Девять врат. Таинства хасидов - страница 52
Ничего не стоило.
Причинило ли оно нам какой-нибудь вред?
Никакого.
И все-таки гостеприимный жест был сделан и заслуга немеркнущая обретена. Сосед доволен, довольны и мы.
И такие заслуги табак нам что ни день приумножает, причем в разных обстоятельствах.
Нет, у табака нет причины жаловаться.
Однажды во время утренней молитвы в Стрелиске Йиде-Герш захотел понюхать табаку. Он вынул свою пишке, то есть табакерку, открыл ее, снова закрыл и положил перед собой. Ибо она была пустая. В ней не было ни понюшки.
Аврум-Симхе из Галиги был человеком смышленым. Увидел, как Йиде-Герш открыл и снова закрыл свою пишке, — и все понял.
И что же сделал Аврум-Симхе? Он пошел и добрую половину табака из своей собственной пишке высыпал в пишке Йиде-Гершову.
Реб Иреле как раз молился перед алтарем. Но Йиде-Герш ни за что не хотел доброе дело Аврума-Симхе оставить без ответа.
И что же он сделал? Йиде-Герш вынул свой фчейле, то есть носовой платок, подошел к Авруму-Симхе и развернул фчейле прямо на его лице.
И то, что Аврум-Симхе из Галиги сквозь платок Йиде-Герша узрел, было чудо невиданное. Глядит Аврум-Симхе и глазам своим не верит! Пред алтарем стоит и молится не святой рабби Иреле, а огненный столб взвивается пред алтарем, и касается этот столб самого Неба. А по столбу лезут в Небо душечки. Сотни и сотни душечек. И все это души несчастных, умерших без всяких заслуг. Издалека слетелись они в Стрелиску. Бедняжки, совсем голенькие. И святой Иреличек омывает их слезами, одевает в белоснежные рубашонки и провожает дорогие душечки в вечное блаженство.

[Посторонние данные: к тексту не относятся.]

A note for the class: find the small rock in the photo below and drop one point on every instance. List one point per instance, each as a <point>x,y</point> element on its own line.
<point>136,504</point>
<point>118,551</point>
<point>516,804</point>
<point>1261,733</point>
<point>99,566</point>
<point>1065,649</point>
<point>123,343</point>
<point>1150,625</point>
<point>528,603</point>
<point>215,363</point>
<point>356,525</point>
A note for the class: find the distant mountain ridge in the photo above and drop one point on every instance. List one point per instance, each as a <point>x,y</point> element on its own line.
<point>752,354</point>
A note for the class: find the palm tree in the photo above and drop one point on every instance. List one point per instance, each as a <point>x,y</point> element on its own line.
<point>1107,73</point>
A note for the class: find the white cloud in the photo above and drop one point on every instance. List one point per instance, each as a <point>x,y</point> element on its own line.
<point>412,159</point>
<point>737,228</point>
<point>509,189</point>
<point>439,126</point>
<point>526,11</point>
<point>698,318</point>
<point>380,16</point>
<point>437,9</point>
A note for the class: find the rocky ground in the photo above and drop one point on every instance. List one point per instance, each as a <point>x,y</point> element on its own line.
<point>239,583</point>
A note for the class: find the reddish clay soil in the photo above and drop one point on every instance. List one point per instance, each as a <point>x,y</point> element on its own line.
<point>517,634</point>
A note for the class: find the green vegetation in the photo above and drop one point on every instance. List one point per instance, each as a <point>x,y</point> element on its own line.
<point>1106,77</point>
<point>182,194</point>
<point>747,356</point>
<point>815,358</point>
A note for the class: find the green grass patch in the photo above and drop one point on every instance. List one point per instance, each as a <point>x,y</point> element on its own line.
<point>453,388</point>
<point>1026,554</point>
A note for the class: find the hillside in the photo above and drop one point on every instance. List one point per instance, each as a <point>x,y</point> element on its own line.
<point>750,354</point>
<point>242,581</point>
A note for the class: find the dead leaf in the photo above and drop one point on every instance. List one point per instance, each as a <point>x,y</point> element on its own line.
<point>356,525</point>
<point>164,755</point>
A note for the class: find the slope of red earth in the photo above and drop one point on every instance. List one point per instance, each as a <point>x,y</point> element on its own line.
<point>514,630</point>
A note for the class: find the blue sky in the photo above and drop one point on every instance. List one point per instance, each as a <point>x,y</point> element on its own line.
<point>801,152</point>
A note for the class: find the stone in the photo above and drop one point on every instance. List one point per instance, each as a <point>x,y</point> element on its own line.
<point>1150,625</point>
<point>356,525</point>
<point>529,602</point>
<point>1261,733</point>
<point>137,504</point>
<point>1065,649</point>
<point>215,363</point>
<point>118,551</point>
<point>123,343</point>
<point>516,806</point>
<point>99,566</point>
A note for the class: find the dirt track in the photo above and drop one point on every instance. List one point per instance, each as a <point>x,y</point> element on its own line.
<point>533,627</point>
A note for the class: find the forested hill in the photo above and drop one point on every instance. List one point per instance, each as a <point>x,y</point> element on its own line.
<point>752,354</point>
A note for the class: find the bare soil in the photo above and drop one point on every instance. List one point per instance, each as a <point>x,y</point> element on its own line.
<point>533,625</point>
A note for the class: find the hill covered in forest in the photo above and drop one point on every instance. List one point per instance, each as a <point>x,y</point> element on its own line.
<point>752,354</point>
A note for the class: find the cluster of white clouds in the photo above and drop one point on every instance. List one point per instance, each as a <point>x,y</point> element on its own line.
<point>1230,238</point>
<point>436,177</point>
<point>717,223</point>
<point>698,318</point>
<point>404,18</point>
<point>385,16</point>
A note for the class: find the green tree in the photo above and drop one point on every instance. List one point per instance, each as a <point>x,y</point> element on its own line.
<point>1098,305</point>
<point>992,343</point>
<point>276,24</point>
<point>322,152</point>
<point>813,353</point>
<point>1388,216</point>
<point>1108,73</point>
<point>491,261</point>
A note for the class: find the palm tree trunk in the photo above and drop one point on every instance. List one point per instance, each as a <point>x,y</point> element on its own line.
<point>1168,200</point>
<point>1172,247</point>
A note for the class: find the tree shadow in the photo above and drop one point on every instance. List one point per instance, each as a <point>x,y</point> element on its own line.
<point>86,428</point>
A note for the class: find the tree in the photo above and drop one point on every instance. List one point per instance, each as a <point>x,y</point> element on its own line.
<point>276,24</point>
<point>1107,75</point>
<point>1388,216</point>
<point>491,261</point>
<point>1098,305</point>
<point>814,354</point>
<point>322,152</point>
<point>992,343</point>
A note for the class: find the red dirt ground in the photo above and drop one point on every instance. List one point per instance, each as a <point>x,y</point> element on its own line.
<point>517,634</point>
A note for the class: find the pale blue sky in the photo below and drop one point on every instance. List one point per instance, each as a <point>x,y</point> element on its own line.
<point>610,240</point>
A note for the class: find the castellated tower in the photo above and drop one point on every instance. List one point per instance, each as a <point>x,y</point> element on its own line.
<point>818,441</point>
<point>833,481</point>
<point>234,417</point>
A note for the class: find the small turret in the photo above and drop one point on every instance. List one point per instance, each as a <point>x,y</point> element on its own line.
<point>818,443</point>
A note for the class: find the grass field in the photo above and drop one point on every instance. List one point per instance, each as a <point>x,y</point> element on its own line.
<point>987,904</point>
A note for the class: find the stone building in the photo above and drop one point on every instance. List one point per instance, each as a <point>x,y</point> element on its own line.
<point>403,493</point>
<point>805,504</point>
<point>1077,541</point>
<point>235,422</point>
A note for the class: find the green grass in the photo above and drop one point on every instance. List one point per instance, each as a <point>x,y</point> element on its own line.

Видение длилось одно мгновение. Йиде-Герш снял платок с лица Аврума-Симхе — и не осталось ни огненного столба, ни душечек… Пред алтарем молился святой рабби Иреле, а вокруг одни обыкновенные хасиды. Дай им Бог долгой жизни и здоровья! И помоги нам Бог милостивый достигнуть совершенства еще при жизни и в этом воплощении, АМИНЬ!
Люблинский Провидец долго добивался, пока святой Стрелиский наконец согласился, чтобы Йиде-Герш стал раввином в Стрешине и оставил свое ремесло кошерака. К тому времени все души, воплощенные в скот и птицу, были уже спасены его кошерацким ножом.
Однажды в Стрелиску отправилось несколько хасидов. Во время шабеса, разумеется, нам возбраняется находиться в пути, и потому хасиды вынуждены были отмечать один шабес в Стрешине. И жалели, конечно, что в этот день они не смогут услышать толкование слова Господня из уст самого Иреличка. Однако то, что они услыхали от реб Йиде-Герша, было настолько глубоко и прекрасно, что в конце концов они даже порадовались, что этот шабес провели в Стрешине.
Когда же в воскресенье они попали в Стрелиску, естественно, первой их заботой было узнать, как вчера толковал Закон их святой рабби Иреле.
Чудо из чудес! Услышанное здесь было точь-в-точь тем же, что вчера слышали они в Стрешине из уст реб Йиде-Герша! И тогда хасиды спросили святого реб Иреле, по какой причине случилось такое удивительное сходство.
«А вот по какой, — сказал им святой Серафим. — Когда в субботу я слушал в Небе, как там толкуют слово Божие, со мной был Йиде-Герш. Он там тоже все выслушал и потом поведал все в Стрешине, тогда как я говорил это здесь, в Стрелиске. — И, смеясь, добавил: — Йиде-Герш кончит тем, что украдет у меня даже бельмо с моих глаз.»
Реб Иреле, конечно, не имел привычки слишком часто рассказывать хасидам о вещах, которые происходили на Небесах. Но однажды — случилось это в 21-й день месяца элула — он сказал: «У небесных врат заседает постоянный суд, который решает, принять или не принять души в Рай. Среди судей до последнего времени был один святой, умерший в стародавние времена и давно позабывший о свободах сего мира и о человеческой слабости. Поэтому он был судьей очень строгим и почти никого не хотел пускать в Рай. Сейчас он был отозван из этого суда и стал членом высшего судейского двора на Небесах. Его место в суде низшем теперь свободно…»
Через три дня реб Иреле скончался.
Его сын, реб Шлоймеле, должен был над свежей могилой прочесть сыновнюю молитву, кадиш, для вознесения души отца на Небо.